Sont privés du droit de vote ceux qui résident depuis moins de trois ans dans la commune, et ceux qui ne sont pas inscrits au registre des contributions directes, ceux qui ne paient pas l’impôt. Les plus pauvres, les plus modestes donc. Soit 3 millions sur 9 millions d’électeurs. Un tiers. Et à La Valette, le chiffre vous donne une idée de la sociologie valettoise, c’est plus de la moitié des électeurs qui sont rayés des listes électorales.
Il fallait que la majorité conservatrice soit aux abois pour en venir à cette mesure extrême, et vous vous en doutez grandement impopulaire.

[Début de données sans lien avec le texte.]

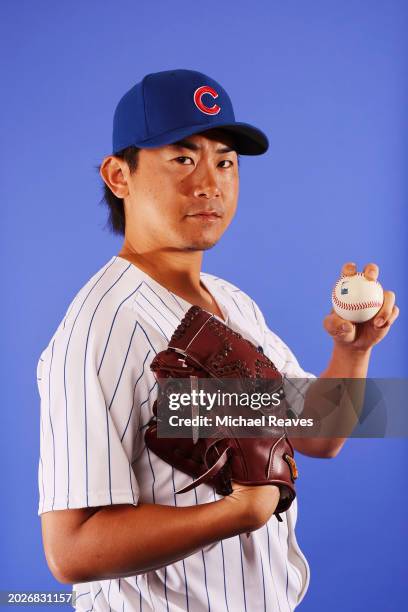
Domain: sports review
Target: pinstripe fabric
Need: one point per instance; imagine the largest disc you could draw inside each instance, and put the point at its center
(97, 393)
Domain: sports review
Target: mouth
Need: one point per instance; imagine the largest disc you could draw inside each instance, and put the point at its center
(209, 215)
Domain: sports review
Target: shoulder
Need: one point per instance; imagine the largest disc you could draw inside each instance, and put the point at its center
(245, 304)
(98, 304)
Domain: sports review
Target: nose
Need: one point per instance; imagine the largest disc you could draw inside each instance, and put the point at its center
(206, 185)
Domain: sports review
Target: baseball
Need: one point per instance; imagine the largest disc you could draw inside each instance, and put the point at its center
(357, 299)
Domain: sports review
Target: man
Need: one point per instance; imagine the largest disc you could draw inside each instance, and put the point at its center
(112, 523)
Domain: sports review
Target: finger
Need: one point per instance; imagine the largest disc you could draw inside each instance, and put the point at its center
(384, 314)
(349, 269)
(371, 271)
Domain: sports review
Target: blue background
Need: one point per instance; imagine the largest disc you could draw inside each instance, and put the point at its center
(327, 81)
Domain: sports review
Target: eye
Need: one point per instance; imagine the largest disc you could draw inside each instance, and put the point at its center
(182, 160)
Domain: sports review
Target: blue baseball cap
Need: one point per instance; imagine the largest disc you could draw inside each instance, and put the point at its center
(167, 106)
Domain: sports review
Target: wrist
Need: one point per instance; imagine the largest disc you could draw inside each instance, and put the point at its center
(352, 353)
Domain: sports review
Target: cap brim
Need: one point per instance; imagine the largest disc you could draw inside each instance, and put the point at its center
(248, 140)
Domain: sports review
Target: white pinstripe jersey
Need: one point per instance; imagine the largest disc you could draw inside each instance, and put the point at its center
(97, 392)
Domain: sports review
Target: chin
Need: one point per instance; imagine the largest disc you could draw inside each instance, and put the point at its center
(201, 246)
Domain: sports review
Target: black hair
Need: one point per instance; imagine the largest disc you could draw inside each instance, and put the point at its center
(116, 218)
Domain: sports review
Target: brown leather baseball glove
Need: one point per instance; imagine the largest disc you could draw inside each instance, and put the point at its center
(202, 346)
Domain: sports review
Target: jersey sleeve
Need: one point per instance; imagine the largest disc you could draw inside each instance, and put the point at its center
(88, 421)
(296, 379)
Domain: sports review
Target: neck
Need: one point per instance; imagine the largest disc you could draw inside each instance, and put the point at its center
(178, 271)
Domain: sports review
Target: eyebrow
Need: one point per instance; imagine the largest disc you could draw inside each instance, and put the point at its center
(187, 144)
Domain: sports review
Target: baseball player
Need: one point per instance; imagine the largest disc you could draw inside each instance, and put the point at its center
(112, 524)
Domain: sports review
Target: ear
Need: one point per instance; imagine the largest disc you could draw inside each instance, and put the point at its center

Mais cette mesure n’est que l’aboutissement d’un processus initié pratiquement dès les débuts de la République, processus qu’il est indispensable de situer si l’on veut comprendre les caractéristiques de la résistance, ou de la non-résistance varois, au coup d’État de 1851.

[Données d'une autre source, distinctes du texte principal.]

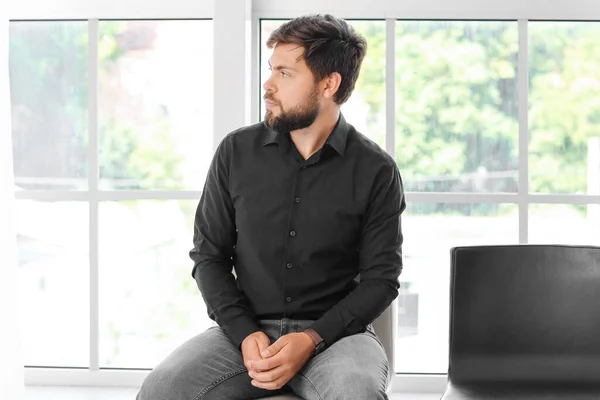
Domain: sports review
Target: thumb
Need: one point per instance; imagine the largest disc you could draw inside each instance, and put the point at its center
(272, 349)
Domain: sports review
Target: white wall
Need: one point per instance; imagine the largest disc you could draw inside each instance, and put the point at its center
(459, 9)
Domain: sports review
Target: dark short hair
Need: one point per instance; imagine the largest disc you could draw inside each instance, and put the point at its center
(330, 45)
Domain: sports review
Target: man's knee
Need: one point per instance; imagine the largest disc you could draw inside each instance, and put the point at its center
(359, 385)
(161, 384)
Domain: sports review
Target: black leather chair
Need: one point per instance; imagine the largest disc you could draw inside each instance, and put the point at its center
(524, 323)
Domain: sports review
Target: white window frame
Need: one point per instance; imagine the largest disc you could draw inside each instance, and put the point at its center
(236, 103)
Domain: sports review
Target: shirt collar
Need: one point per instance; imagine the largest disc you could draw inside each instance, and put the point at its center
(337, 139)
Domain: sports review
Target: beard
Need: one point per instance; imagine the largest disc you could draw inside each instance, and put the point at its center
(299, 117)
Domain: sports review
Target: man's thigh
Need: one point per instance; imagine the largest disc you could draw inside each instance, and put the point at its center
(208, 366)
(355, 367)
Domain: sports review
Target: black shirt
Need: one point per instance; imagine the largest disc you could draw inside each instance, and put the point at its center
(309, 239)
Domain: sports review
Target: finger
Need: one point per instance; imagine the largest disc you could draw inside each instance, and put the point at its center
(268, 376)
(278, 384)
(273, 349)
(264, 365)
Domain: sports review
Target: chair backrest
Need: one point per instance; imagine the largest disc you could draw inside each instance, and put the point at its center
(385, 327)
(525, 314)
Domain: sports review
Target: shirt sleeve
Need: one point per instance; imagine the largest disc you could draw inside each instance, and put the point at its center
(214, 241)
(380, 262)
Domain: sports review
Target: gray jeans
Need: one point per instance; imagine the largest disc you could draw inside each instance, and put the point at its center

Dès 1848, l’avènement de la démocratie politique a été indissolublement lié à la solution des problèmes sociaux. Dans ses quatre brèves années d’existence, la Seconde République a été confronté à une question qui demeure plus que jamais d’actualité : la politique doit-elle influer sur l’économique et le social, ou au contraire sont-ce les contraintes économiques qui doivent s’imposer au politique ?
Dès 1848, est écrasée dans le sang l’exaspération des masses ouvrières des grandes villes, Paris, Marseille, Rouen, et bientôt Lyon, masses ouvrières qui revendiquaient au premier chef le droit au travail, la sécurité d’un salaire décent, un minimum de protection sociale.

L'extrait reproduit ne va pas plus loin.